Zevahim, chapitre douze, michnah deux. Nous poursuivons avec le sujet présenté brièvement dans la michnah précédente - la répartition des peaux des korbanot aux kohanim. Cette michnah se concentre spécifiquement sur la peau de la Olah.
Texte de la Michnah :
"Kol chello zakha hamizbéa'h bivesarah - lo zakhou hakohanim be'orah" - Dans toute situation où le korban est disqualifié et qu'il est impossible de faire monter la chair de la Olah sur le mizbéa'h, les kohanim n'ont pas le droit de recevoir la peau de l'animal.
Qu'en fait-on ? Puisqu'il s'agit d'un korban disqualifié, la carcasse est brûlée au lieu de combustion dans la Azarah - la chair et la peau ensemble.
Source de la loi dans le verset :
Comme il est dit : "Le kohen qui offre la Olah d'un homme, la peau de la Olah qu'il a offerte appartiendra au kohen". Il y a une redondance dans ce verset, et nous nous concentrons sur les mots "olat ich". Il y a une divergence d'opinions sur la manière exacte dont le verset est interprété, mais dans tous les cas, la Olah qui a un "homme" (ich) est une Olah qui a une utilité et une action - c'est celle qui est apte à monter sur le mizbéa'h, contrairement à une Olah disqualifiée qui ne peut pas y monter. C'est le fondement de la loi : si le korban ne monte pas sur le mizbéa'h, la peau n'est pas non plus remise au kohen.
L'ordre du service et l'implication pratique :
Selon la loi, voici l'ordre du service pour la Olah :
L'aspersion du sang.
L'écorchement de la peau.
Le démembrement et le découpage de la Olah.
Sa combustion sur le feu.
Par conséquent, un korban qui a été disqualifié se trouvera généralement avec sa peau encore attachée, et sera brûlé avec elle. Cependant, si l'homme a transgressé l'ordre de la Halakhah et a écorché la peau de la Olah avant l'aspersion du sang, et que finalement le sang n'a pas été aspergé en raison d'une disqualification quelconque - puisque la peau a déjà été séparée, on brûle la carcasse et on met la peau de côté, et elle est remise au kohen.
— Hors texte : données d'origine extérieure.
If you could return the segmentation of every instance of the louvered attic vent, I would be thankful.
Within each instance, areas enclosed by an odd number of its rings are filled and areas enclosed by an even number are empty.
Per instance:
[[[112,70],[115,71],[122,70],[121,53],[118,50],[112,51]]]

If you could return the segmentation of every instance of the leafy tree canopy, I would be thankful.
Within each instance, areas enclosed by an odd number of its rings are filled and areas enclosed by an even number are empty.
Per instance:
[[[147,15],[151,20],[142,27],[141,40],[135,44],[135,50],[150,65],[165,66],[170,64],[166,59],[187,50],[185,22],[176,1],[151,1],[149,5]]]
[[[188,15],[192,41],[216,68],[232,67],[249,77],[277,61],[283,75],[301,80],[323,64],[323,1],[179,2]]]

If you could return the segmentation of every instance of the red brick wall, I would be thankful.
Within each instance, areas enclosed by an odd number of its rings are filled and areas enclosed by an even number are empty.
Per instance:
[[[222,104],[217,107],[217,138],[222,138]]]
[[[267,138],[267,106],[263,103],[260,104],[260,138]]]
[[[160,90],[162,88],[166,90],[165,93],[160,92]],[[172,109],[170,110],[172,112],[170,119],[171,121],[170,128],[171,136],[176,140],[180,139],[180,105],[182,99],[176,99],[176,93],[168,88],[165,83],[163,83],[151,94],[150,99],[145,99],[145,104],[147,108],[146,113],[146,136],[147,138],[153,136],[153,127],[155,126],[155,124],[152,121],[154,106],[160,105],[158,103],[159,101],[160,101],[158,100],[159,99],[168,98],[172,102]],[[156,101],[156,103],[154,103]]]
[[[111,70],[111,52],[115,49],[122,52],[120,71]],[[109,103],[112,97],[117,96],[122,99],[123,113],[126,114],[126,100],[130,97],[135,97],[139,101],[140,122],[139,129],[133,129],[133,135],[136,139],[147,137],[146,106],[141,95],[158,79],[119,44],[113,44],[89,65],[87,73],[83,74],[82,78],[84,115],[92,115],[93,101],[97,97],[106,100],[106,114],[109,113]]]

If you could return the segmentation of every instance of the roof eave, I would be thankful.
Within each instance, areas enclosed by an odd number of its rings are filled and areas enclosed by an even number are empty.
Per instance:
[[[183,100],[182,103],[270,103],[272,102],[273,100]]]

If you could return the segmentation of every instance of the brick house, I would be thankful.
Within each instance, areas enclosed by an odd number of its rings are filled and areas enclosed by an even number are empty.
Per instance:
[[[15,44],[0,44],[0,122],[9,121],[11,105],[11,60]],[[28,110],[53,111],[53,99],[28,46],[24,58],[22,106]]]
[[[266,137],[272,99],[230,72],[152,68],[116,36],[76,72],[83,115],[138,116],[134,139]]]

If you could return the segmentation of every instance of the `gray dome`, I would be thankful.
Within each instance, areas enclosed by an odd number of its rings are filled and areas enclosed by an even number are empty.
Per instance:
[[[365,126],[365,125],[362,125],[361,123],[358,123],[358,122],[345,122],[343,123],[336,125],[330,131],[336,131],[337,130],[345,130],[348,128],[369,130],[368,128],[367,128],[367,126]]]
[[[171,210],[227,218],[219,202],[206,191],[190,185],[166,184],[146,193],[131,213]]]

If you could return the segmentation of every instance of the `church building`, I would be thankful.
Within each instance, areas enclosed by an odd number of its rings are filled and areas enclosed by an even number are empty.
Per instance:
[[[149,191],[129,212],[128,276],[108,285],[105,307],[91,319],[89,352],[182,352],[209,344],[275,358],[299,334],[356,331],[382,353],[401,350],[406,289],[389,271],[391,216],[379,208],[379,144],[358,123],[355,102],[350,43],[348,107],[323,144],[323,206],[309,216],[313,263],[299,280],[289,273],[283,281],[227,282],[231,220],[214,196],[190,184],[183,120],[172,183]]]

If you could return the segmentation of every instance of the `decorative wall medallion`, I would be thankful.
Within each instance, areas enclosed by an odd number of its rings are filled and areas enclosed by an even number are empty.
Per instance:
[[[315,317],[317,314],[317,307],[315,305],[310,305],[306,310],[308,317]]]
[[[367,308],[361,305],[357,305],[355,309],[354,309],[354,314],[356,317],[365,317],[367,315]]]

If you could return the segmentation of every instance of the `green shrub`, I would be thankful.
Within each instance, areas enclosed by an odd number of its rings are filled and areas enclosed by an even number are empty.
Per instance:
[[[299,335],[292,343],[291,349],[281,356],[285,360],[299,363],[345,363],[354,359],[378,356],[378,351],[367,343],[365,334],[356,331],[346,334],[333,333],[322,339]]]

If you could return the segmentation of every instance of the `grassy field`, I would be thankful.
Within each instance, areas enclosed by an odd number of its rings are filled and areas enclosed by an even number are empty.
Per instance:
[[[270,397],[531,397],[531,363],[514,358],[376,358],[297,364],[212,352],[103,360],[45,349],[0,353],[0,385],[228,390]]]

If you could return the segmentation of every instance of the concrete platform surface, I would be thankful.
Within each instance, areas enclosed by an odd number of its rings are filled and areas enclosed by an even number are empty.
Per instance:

La Michnah traitait précisément du premier scénario, car l'écorchement avant l'aspersion du sang n'est pas conforme à la loi ; selon la loi, on n'écorche la peau qu'après l'aspersion du sang, une aspersion qui valide le korban et donne au kohen le droit à la peau.
"E'had olat ich ve'e'had olat ichah" :
Puisqu'il est dit dans le verset "olat ich" (Olah d'un homme), on aurait pu penser que cela se référait uniquement à un homme et non à une femme. C'est pourquoi la Michnah enseigne : "E'had olat ich ve'e'had olat ichah, oroteihen lakohanim" - Qu'il s'agisse de la Olah d'un homme ou de la Olah d'une femme, leurs peaux reviennent aux kohanim. Bien que le verset utilise le terme "olat ich", il y a une autre drachah qui enseigne qu'il n'y a aucune différence : pour toute Olah apportée, que ce soit par un homme ou par une femme, sa peau est remise aux kohanim.
En résumé : Dans cette Michna, nous avons appris que l'acquisition de la peau de la 'ola par les kohanim dépend de l'acquisition de sa chair par le Mizbéa'h - lorsqu'un sacrifice est invalidé, sa peau est brûlée avec lui, comme l'exige le verset "la 'ola d'un homme". Nous avons examiné l'ordre de la 'avoda dont il découle que la peau du sacrifice invalide est brûlée avec lui, ainsi que la situation exceptionnelle dans laquelle la peau a été écorchée avant l'aspersion du sang. Enfin, nous avons appris qu'il n'y a pas de différence entre la 'ola d'un homme et la 'ola d'une femme, et que dans les deux cas, les peaux reviennent aux kohanim.